日本橋川でセシウム調査 広範囲の汚染まざまざ

危険とまでは言えないが、意外なほど蓄積

 自分たちの身の回りに、東京電力福島第一原発事故で放出された放射能はどれくらい残っているのだろうか。本紙は昨年に続き、東京湾や都心を流れる川の堆積物調査を進めている。今年は隅田川に加え、都内のど真ん中を流れる神田川や日本橋川も調べた。日本橋周辺の汚染は、危険なレベルとはいえないものの、意外なほど高かった。(山川剛史、小倉貞俊
 秋葉原、お茶の水、水道橋、後楽園、飯田橋、神田橋、日本橋…。
 神田川のほか、東京ドーム近くで分岐する日本橋川の汚染実態を調べるため、記者たちは川底の堆積物を採取する専用の採泥器と密封できるビニール袋を詰めたコンテナをカートにくくりつけ、橋という橋を徒歩で回った。
 八月下旬、猛暑が過ぎ去ったのを受けて取りかかったが、今度は秋の長雨にぬれての調査となった。
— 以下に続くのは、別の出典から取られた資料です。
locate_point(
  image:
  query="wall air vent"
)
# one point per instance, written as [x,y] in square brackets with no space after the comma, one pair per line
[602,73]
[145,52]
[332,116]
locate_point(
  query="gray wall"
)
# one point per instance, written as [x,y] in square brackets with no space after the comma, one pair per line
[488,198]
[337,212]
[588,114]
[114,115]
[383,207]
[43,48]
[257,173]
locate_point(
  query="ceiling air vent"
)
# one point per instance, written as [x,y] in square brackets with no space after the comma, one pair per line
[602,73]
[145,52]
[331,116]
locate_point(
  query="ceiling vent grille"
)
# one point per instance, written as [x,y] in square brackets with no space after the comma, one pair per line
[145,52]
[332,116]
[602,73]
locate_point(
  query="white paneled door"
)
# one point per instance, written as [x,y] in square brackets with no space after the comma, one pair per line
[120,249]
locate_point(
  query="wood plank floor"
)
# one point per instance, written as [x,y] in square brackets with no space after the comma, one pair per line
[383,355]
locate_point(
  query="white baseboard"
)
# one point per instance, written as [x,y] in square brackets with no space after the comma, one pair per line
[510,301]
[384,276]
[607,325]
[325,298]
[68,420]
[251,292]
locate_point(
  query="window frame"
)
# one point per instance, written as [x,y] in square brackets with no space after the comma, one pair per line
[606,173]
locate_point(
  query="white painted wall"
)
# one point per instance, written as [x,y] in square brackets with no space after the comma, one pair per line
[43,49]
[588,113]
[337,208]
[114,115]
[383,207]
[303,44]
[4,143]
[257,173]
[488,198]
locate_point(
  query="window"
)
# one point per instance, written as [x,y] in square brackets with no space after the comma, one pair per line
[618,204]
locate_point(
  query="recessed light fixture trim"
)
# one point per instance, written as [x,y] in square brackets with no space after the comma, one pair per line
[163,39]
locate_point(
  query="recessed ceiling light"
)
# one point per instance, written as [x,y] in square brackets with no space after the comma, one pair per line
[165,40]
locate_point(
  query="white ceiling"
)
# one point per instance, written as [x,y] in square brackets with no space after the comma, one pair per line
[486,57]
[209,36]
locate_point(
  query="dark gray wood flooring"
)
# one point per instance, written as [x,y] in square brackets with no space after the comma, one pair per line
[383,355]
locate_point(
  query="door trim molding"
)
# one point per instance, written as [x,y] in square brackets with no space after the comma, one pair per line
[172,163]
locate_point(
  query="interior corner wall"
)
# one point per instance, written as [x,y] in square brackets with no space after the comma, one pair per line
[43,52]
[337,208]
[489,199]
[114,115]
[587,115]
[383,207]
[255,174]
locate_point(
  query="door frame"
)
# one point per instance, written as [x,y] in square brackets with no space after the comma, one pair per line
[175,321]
 「あ、何やっているんだろう。水の調査かな」。橋からロープで採泥器を下ろしていると、たちまち通行人たちの声が聞こえ、好奇の視線を背中に感じる。どちらの川も遊覧船や作業船がかなりの頻度で通るため、手早く進めないと危ない。通行人の質問にまともに答えられないまま、ロープから伝わる川底の感触を確かめながら、重い採泥器の引き上げ作業を続けた。
 神田川のほとんどの地点では、カツンと硬い手応えで、採泥器を何度下ろしても何も採取できない。放射性セシウムは有機物を多く含む泥にくっつき、川底にたまっていることが多い。何も採取できないということは、作業が徒労に終わったことも意味するが、汚染された堆積物がないという良い知らせでもある。
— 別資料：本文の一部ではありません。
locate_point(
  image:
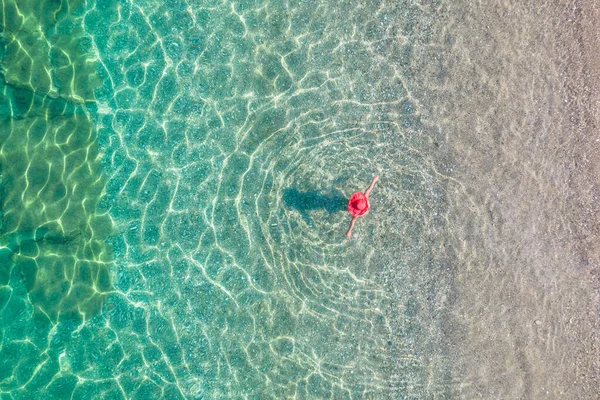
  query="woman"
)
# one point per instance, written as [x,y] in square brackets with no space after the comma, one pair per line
[359,205]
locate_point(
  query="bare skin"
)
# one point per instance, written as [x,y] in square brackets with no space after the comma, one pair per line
[367,193]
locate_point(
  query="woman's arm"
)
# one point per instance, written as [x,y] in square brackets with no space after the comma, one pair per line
[368,191]
[349,233]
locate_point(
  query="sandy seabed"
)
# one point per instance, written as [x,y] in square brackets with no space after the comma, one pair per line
[521,125]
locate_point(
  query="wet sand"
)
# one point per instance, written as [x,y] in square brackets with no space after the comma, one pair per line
[524,204]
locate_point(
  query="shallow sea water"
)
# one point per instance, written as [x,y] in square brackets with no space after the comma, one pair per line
[174,183]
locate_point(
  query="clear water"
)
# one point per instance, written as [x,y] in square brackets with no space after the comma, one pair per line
[174,183]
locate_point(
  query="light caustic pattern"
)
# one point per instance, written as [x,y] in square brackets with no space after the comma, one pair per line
[232,135]
[54,262]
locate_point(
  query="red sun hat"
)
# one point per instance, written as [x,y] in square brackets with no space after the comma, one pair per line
[358,204]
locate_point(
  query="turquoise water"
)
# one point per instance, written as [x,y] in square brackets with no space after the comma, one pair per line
[174,178]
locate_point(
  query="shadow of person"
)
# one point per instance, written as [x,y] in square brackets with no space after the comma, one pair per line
[303,202]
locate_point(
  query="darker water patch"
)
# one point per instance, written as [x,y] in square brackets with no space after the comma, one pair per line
[312,200]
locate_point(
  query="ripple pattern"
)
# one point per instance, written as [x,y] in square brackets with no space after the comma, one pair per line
[232,134]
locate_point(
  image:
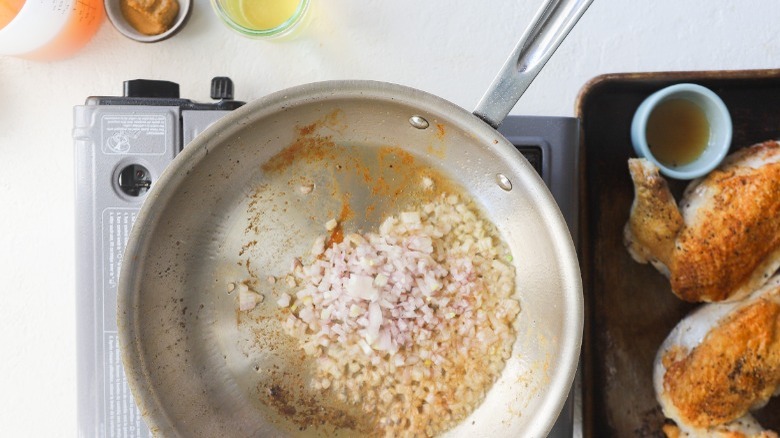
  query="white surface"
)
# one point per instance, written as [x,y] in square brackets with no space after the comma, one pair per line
[449,48]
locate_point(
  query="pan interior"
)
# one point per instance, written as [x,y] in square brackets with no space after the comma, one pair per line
[233,209]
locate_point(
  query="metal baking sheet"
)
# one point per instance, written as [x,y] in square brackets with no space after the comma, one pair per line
[629,308]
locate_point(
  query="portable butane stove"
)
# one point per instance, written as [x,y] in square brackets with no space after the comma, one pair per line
[122,145]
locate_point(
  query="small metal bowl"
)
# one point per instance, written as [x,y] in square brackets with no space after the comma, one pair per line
[114,12]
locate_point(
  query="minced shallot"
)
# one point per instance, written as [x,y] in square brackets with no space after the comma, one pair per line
[413,323]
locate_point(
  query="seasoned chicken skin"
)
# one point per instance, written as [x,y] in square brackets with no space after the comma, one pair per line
[719,363]
[723,241]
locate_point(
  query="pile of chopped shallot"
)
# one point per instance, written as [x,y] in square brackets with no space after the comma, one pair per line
[414,323]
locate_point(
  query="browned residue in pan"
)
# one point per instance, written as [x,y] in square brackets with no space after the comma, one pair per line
[366,184]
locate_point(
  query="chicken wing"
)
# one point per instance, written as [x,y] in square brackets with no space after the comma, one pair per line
[723,241]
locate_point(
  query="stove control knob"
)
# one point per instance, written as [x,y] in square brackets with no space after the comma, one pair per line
[221,88]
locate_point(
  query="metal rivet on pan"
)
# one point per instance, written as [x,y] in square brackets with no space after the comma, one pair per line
[418,122]
[504,182]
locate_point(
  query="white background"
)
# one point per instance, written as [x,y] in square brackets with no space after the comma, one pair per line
[451,48]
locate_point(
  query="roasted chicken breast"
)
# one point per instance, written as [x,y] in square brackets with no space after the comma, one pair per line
[723,240]
[718,364]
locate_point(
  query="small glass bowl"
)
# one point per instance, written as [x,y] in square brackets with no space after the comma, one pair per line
[283,29]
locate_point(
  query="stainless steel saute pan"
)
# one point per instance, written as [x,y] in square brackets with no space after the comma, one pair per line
[230,207]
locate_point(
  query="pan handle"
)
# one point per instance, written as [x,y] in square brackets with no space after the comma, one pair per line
[548,29]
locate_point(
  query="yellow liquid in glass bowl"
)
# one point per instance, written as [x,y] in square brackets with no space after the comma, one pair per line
[261,14]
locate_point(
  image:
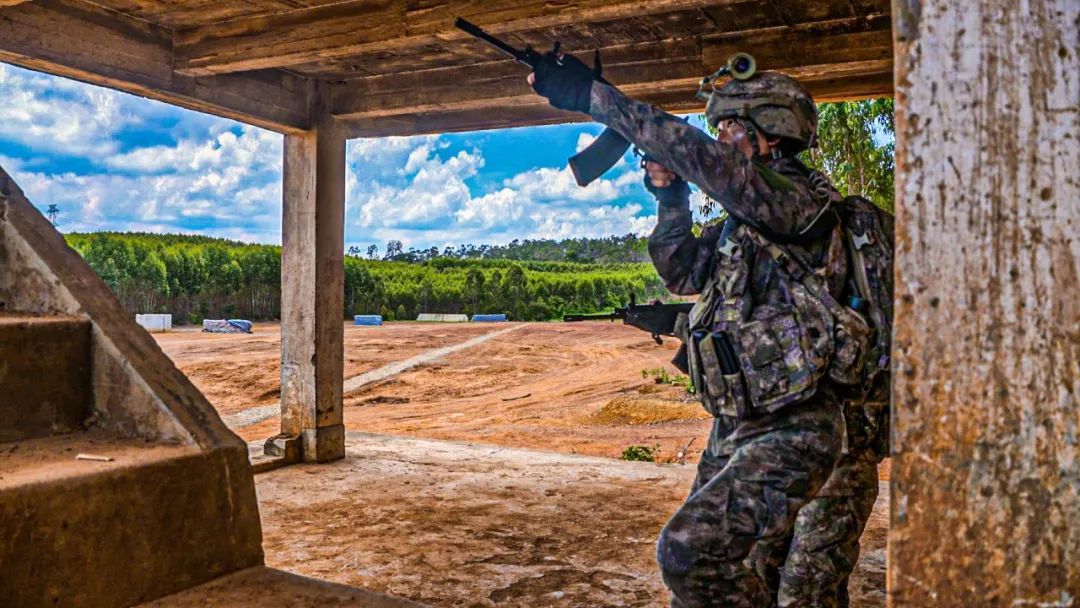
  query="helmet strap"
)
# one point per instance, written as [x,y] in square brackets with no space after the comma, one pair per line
[752,135]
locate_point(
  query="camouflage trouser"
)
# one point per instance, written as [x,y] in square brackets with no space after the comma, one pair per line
[810,568]
[748,491]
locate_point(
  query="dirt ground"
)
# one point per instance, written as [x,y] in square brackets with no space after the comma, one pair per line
[462,522]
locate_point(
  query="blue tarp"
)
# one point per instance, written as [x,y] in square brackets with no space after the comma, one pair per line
[230,326]
[488,318]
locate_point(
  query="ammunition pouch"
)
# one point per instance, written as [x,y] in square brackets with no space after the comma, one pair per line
[867,428]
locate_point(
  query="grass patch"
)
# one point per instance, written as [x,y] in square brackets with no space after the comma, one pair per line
[639,409]
[640,453]
[661,376]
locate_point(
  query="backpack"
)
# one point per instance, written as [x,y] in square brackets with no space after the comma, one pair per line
[747,361]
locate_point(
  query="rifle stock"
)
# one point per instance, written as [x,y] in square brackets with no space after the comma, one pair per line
[658,319]
[598,157]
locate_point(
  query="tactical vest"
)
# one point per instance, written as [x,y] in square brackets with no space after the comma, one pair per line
[747,359]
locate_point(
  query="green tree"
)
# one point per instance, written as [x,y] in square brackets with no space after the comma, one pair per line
[515,289]
[474,288]
[855,148]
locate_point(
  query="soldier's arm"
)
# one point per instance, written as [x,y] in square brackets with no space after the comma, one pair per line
[750,192]
[682,259]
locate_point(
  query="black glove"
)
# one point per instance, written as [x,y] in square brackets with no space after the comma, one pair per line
[676,193]
[565,80]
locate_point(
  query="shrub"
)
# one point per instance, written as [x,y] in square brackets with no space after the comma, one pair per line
[640,453]
[662,377]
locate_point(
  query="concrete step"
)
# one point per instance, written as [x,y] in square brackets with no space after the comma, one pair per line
[44,375]
[151,519]
[267,586]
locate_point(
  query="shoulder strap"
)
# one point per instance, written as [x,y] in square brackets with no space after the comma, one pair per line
[799,272]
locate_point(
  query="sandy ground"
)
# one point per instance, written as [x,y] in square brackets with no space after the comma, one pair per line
[489,524]
[471,525]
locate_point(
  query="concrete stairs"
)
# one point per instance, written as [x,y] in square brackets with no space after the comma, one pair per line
[91,515]
[161,505]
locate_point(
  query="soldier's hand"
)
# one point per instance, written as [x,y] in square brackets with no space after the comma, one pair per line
[565,80]
[659,175]
[670,189]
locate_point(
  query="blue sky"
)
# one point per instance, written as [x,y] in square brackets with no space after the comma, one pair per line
[112,161]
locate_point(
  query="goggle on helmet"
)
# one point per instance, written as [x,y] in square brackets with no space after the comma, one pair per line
[773,103]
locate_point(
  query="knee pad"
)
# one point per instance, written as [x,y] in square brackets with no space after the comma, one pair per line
[675,557]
 流れはほとんど感じられないが、川の曲がりは少なく、橋脚など流れの障害物があまりないことが影響しているのかもしれない。
 一方、首都高速道路の橋脚が川の中に林立する日本橋川は状況がまるで違った。採泥器を下ろすと、ふわっとした感触が伝わり、上げると中には真っ黒な泥がたっぷり。温泉地のようなにおいがただよう。
 含まれるセシウム濃度はマップの通り。今すぐ何かが起きる汚染レベルではないが、日本の金融の中心地に、福島第一から飛んできた大量のセシウムが眠っているのも事実。あらためて原発事故の影響が広く及んだことを実感した。